In a multiclient application, you can use a queue as a temporary repository for data. For example, several users might collect data through forms on their computers and store the data for each form in a queue. On the server side, you might have one or more interface applications that DEQUEUE and process the sets of data ENQUEUED by the client applications. Serialization is achieved because all client applications place their data into the queue, and all server-side applications pull that data out in the same order in which it was placed into the queue.

3.1.2.3 Priority queues

A priority queue is a special kind of a queue in which the top element ” the element that is next in line to be DEQUEUED ” is not the oldest one. A priority queue uses a priority property to find the top candidate, thus implementing a first in, priority out (FIPO) structure. No matter what the input order, items are DEQUEUED in priority order. The easiest mechanism for implementing a priority queue is to order the elements in the queue by the value of one of their properties. For example, given a queue of scheduling data, you might prioritize based on time, with the most imminent events taking priority over those that are farther out into the future. As you'll see, it is very easy in SQL to implement priority queues once you have the basic mechanisms for stacks and queues in place.

3.1.3 Arrays and Matrices

As opposed to linear data structures, multidimensional data structures are not very natural to SQL. In this chapter, we discuss two types of multidimensional data structure:

Arrays
Matrices

It is possible to implement such structures in SQL, but their manipulation soon becomes inefficient, and it is probably worthwhile considering an external implementation where feasible . If you need to perform an operation on arrays or matrices and if you are using MS SQL 2000, consider the TABLE datatype. It provides a convenient way to work with arrays; however, it is limited only to stored procedures and can be used only as temporary storage.

3.1.3.1 Arrays

An array is a multidimensional data structure that, rather than having just one value, can have many values associated with it. An array can have one or more dimensions. A one-dimensional array allows you to store a list of values. A two-dimensional array allows you to store a grid of values, essentially a list of lists. A three-dimensional array allows you to store a cube of values, and so forth. SQL programmers typically must make some compromises when working with arrays to achieve reasonable performance. The most widely used implementation of an array is to have one column in a table store the index of dimension in an array and have other columns store values for the element in question. In other words, each row in an array table stores the coordinates of one array element together with its values.

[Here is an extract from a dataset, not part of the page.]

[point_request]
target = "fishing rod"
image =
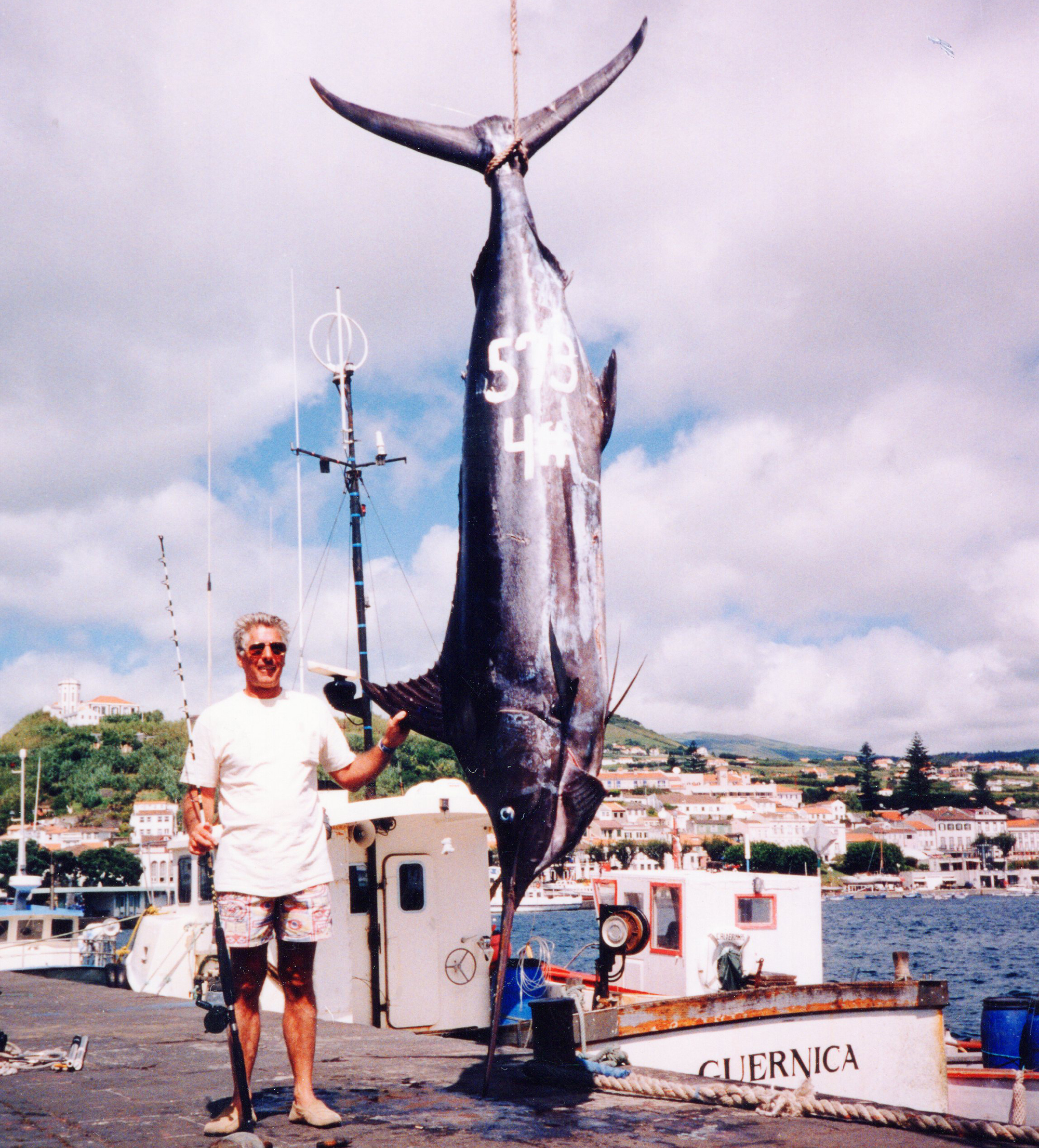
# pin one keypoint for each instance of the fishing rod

One of the biggest dangers when working with arrays is to break an array's structure. Therefore, you have to build some mechanism into your implementation to ensure that your array structures remain consistent. Otherwise, operations with arrays are fairly simple. The addition of a new element is as simple as an INSERT with new coordinates. Likewise, the removal of an element is as simple as executing a DELETE.

3.1.3.2 Matrices

A matrix is a special case of array. Matrices have only two dimensions, must be finite, and their indices must arithmetically increase (no gaps). We show operations on matrices to demonstrate that SQL can be used for algebraic operations. However, it is unlikely that you will have much use for matrices in business applications. In the recipes, we show you how to perform arithmetic operations on matrices, how to transpose matrices, how to print matrices, and more.

When working with matrices, SQL can be useful if you store a large number of small matrices in one table. An advantage over other languages is that SQL can easily perform an operation on many elements of a matrix. Other programming languages require you to use a FOR loop or some other kind of looping mechanism to step through all elements of a matrix to perform the operation.